Are we any closer to striking a trade deal with the EU? Last night government sources were briefing that “no tangible progress” has been made in negotiations since Friday, while figures from the European side expressed gloominess about the prospect of a deal amid reports that divisions over fisheries have only deepened. “In Brussels certainly the mood is starting to shift to contingency planning for a no-deal,” Simon Coveney, the Irish foreign minister, told RTÉ television after arriving back in Dublin from talks in Brussels last night.
[ See also: What’s more important – the theatre industry, or the fishing industry?]
On the other hand, yesterday the UK said that “good progress” has been made in separate negotiations over the arrangements for implementing the Northern Ireland protocol, and released a statement in which it said it will remove the law-breaking clauses from its controversial Internal Market Bill if solutions are finalised in the joint committee with the EU. It is a slightly perverse gesture of goodwill – to threaten to renege on an international treaty and indicate otherwise at the eleventh hour – but it augurs well nonetheless, suggesting a greater willingness to strike a deal on the UK’s part and partially removing one of the biggest barriers to trust between the two parties (the clauses were still reintroduced when the legislation returned to the Commons yesterday).
Most importantly, Boris Johnson is off to Brussels this week (probably on Wednesday) to continue talks with Ursula von der Leyen in person, after the pair took stock of their positions in a 90-minute phone conversation last night. It is by no means a sign that a deal is imminent, especially given the deadlock in recent talks; if anything, it underlines the fact that the negotiators can go this far and no further without political direction from the very top. But, to think of it another way, no deal would be possible without an eleventh-hour in-person summit between the main political actors in this drama. It’s a convention of negotiations to leave it to the principals to thrash out the last-ditch agreement in a final flash of political theatre; if a deal is to be struck, or a breakthrough to be had, it will be in these circumstances.
Yesterday Stephen asked what the government actually wants from Brexit, and concluded that, if we are to believe the government’s soundings about “sovereignty”, that no deal is the only natural way to achieve that.

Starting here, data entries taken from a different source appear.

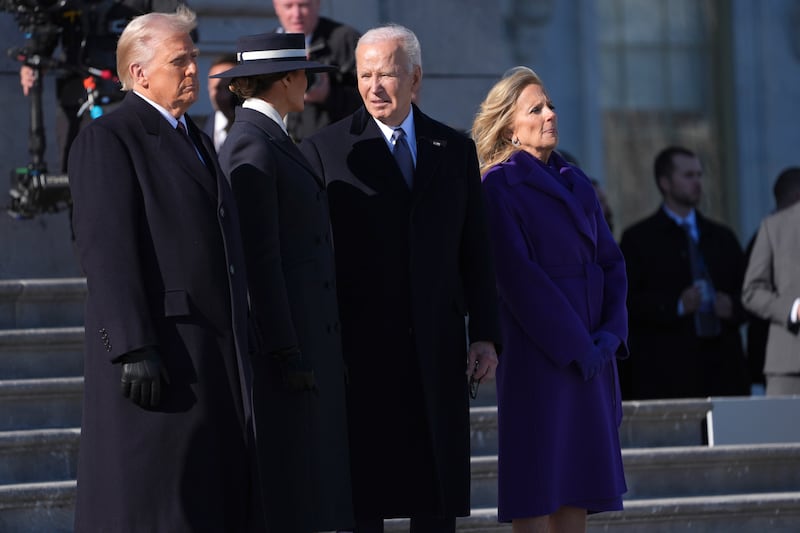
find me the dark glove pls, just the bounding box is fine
[592,330,620,361]
[575,347,605,381]
[272,348,318,393]
[118,347,169,408]
[575,331,620,381]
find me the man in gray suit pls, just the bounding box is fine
[742,167,800,395]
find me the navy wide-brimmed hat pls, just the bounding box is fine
[209,32,336,79]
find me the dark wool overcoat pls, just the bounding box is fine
[619,208,750,399]
[219,106,353,532]
[68,92,258,532]
[481,150,628,521]
[300,104,501,519]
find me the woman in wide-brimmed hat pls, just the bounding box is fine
[213,32,354,533]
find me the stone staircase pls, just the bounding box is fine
[0,279,84,533]
[2,278,800,532]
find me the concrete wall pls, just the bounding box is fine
[730,0,800,241]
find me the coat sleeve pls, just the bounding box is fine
[482,174,595,368]
[68,123,158,361]
[742,219,796,327]
[594,203,629,356]
[459,140,502,350]
[225,130,299,356]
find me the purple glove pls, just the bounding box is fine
[592,330,620,361]
[575,347,605,381]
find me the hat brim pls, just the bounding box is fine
[209,59,336,79]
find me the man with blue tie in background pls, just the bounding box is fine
[619,146,749,400]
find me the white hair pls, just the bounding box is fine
[116,6,197,91]
[357,24,422,73]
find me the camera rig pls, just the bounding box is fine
[0,0,116,219]
[2,0,72,219]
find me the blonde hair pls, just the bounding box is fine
[471,66,545,176]
[116,6,197,91]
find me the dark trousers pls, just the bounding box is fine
[353,515,456,533]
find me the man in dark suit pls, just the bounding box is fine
[67,7,261,531]
[619,146,749,400]
[203,53,238,152]
[272,0,361,141]
[300,24,501,533]
[214,32,353,532]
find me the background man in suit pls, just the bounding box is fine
[67,7,260,531]
[272,0,361,141]
[215,32,353,532]
[300,24,501,533]
[619,146,749,400]
[742,167,800,396]
[203,53,238,152]
[742,168,800,392]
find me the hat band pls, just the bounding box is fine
[238,48,307,62]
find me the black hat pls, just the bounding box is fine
[209,32,336,79]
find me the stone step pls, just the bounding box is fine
[470,443,800,508]
[0,327,84,379]
[470,398,711,455]
[4,429,795,510]
[0,378,83,431]
[0,480,75,533]
[0,429,79,484]
[0,278,86,329]
[384,492,800,532]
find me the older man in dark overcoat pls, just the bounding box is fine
[300,24,501,533]
[67,7,260,532]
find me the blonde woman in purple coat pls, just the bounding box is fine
[472,67,628,533]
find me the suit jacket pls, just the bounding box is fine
[68,92,257,531]
[300,104,501,518]
[742,201,800,374]
[619,207,749,399]
[218,106,353,532]
[284,16,362,142]
[201,110,222,152]
[482,150,628,519]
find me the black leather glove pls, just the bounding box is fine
[118,347,169,408]
[272,348,317,393]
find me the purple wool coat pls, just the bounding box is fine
[482,150,628,520]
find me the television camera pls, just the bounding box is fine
[3,0,118,219]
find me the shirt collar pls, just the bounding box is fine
[662,204,699,239]
[133,91,186,130]
[242,98,288,135]
[373,110,417,161]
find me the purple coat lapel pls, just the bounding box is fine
[504,150,597,247]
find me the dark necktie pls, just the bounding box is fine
[681,222,720,337]
[177,121,205,165]
[392,128,414,188]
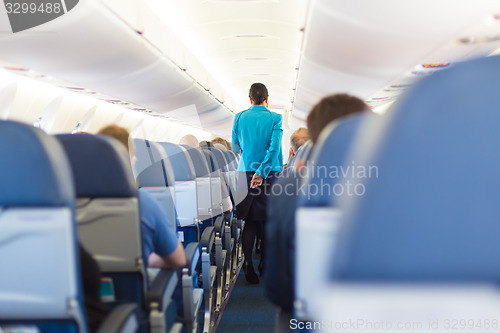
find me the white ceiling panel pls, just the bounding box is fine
[292,0,500,126]
[145,0,309,112]
[0,0,237,136]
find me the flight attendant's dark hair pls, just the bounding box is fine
[249,83,269,105]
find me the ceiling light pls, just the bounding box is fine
[235,34,264,38]
[222,34,279,40]
[233,57,278,63]
[200,0,279,3]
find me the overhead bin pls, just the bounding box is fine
[0,0,235,136]
[293,0,500,121]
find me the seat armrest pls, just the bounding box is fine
[146,269,179,312]
[184,242,200,275]
[200,226,215,253]
[214,216,224,236]
[96,303,138,333]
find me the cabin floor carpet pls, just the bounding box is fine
[216,259,276,333]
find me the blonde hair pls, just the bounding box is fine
[211,137,230,150]
[97,124,134,156]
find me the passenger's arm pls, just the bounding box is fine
[256,114,283,178]
[140,191,186,269]
[148,241,186,269]
[232,113,242,154]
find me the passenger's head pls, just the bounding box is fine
[290,128,309,155]
[97,124,135,160]
[249,83,269,106]
[213,143,227,151]
[97,124,130,149]
[199,140,213,148]
[211,137,230,150]
[306,94,369,144]
[179,134,200,147]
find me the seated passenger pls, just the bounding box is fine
[199,140,213,148]
[179,134,199,147]
[211,137,231,150]
[286,127,309,168]
[264,94,371,322]
[79,244,111,333]
[98,124,186,269]
[212,142,228,151]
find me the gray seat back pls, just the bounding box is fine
[1,121,85,331]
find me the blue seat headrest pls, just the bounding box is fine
[203,147,228,171]
[294,140,313,164]
[137,162,169,187]
[332,55,500,283]
[223,150,238,171]
[298,114,369,207]
[203,150,218,173]
[0,121,74,207]
[134,138,157,180]
[223,150,236,163]
[181,145,210,177]
[134,139,175,187]
[57,134,137,198]
[158,142,196,181]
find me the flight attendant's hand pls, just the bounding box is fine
[250,173,264,188]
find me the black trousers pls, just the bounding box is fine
[236,171,280,266]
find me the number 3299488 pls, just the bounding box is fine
[5,2,62,14]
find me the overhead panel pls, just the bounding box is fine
[0,0,236,136]
[293,0,500,126]
[144,0,309,113]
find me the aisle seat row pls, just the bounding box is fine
[0,121,244,333]
[133,139,241,333]
[292,55,500,332]
[294,113,368,319]
[0,121,138,333]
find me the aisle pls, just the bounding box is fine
[216,261,276,333]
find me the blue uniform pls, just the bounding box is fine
[232,105,283,178]
[139,191,178,260]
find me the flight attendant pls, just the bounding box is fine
[232,83,283,284]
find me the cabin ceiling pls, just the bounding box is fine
[144,0,309,113]
[1,0,500,135]
[293,0,500,124]
[144,0,500,128]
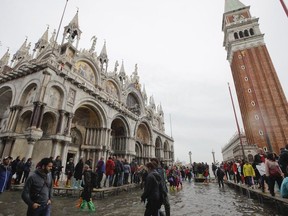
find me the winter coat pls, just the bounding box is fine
[243,163,255,177]
[105,159,115,176]
[123,163,131,174]
[0,164,11,193]
[74,161,84,180]
[21,169,52,207]
[279,150,288,173]
[265,159,283,177]
[96,160,105,174]
[141,170,162,207]
[280,177,288,198]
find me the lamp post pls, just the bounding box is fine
[212,149,216,164]
[188,151,192,166]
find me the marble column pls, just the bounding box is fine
[56,110,65,134]
[64,113,73,136]
[1,138,15,158]
[30,102,42,128]
[11,106,23,132]
[36,103,46,129]
[4,107,13,131]
[26,138,36,159]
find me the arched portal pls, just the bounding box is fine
[126,93,141,115]
[164,141,170,161]
[15,111,33,133]
[111,118,128,157]
[41,112,57,137]
[135,141,142,164]
[135,122,151,164]
[155,136,162,160]
[72,105,104,165]
[0,86,13,132]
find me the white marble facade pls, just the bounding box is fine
[0,12,174,169]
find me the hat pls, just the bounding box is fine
[3,156,10,160]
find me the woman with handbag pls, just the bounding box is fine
[265,152,284,196]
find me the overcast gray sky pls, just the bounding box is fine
[1,0,288,164]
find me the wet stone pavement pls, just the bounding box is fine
[0,181,282,216]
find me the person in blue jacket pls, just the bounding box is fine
[0,156,12,194]
[280,176,288,198]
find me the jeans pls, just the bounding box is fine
[27,204,51,216]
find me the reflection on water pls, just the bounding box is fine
[0,181,281,216]
[69,181,280,216]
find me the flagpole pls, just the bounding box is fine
[227,82,246,160]
[170,114,173,138]
[52,0,69,54]
[280,0,288,17]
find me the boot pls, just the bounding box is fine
[65,179,71,188]
[56,180,59,187]
[76,197,83,208]
[80,200,88,210]
[53,180,57,187]
[87,200,96,212]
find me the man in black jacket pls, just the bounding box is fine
[279,144,288,177]
[141,162,163,216]
[22,157,53,216]
[151,158,170,216]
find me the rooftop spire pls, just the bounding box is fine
[149,95,156,110]
[69,9,79,29]
[99,41,108,59]
[119,60,125,75]
[34,26,49,52]
[62,9,82,48]
[11,38,31,65]
[0,48,10,69]
[224,0,246,13]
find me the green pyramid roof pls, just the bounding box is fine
[224,0,246,13]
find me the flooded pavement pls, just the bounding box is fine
[0,181,281,216]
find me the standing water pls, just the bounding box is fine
[0,181,281,216]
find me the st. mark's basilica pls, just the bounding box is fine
[0,11,174,168]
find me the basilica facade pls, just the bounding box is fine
[0,12,174,168]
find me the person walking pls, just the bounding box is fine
[95,157,105,189]
[22,158,32,183]
[15,157,25,185]
[79,164,96,211]
[104,156,115,187]
[52,156,63,187]
[141,162,165,216]
[279,144,288,177]
[0,156,12,194]
[243,161,255,187]
[130,158,138,183]
[151,158,170,216]
[65,158,75,188]
[265,152,284,196]
[280,176,288,198]
[73,158,84,189]
[123,159,131,185]
[216,166,225,188]
[21,157,53,216]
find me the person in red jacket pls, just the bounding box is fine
[104,157,115,187]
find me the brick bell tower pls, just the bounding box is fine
[222,0,288,154]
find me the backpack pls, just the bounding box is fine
[152,173,167,206]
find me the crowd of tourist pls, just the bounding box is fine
[217,144,288,198]
[1,147,288,215]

But, as he and I discuss with Anoosh on today’s podcast, there is one thing the government wants more than a vague ideal of “taking back control”, and that is being seen to “win” the negotiations with the EU.
The only way you “win” these trade talks is quite possibly, through a Brexiteer lens, by walking away with no deal in a final show of defiance, or by securing concessions that the EU would simply never agree to. But it may also just mean, like in 2019, a final flash of theatre before moving our red lines to get a deal. Last time, the Prime Minister didn’t “win” the negotiations; he capitulated, he broke a promise not to impose a customs border down the Irish Sea, and managed to spin it as winning anyway. It is impossible for those of us outside the negotiations at this point to distinguish the posturing from the real sticking points, but at this point, the theatre is part and parcel of the final outcome itself. If Johnson can find a way of appearing to “win” these negotiations while securing a trade deal, we could well find ourselves with a deal yet.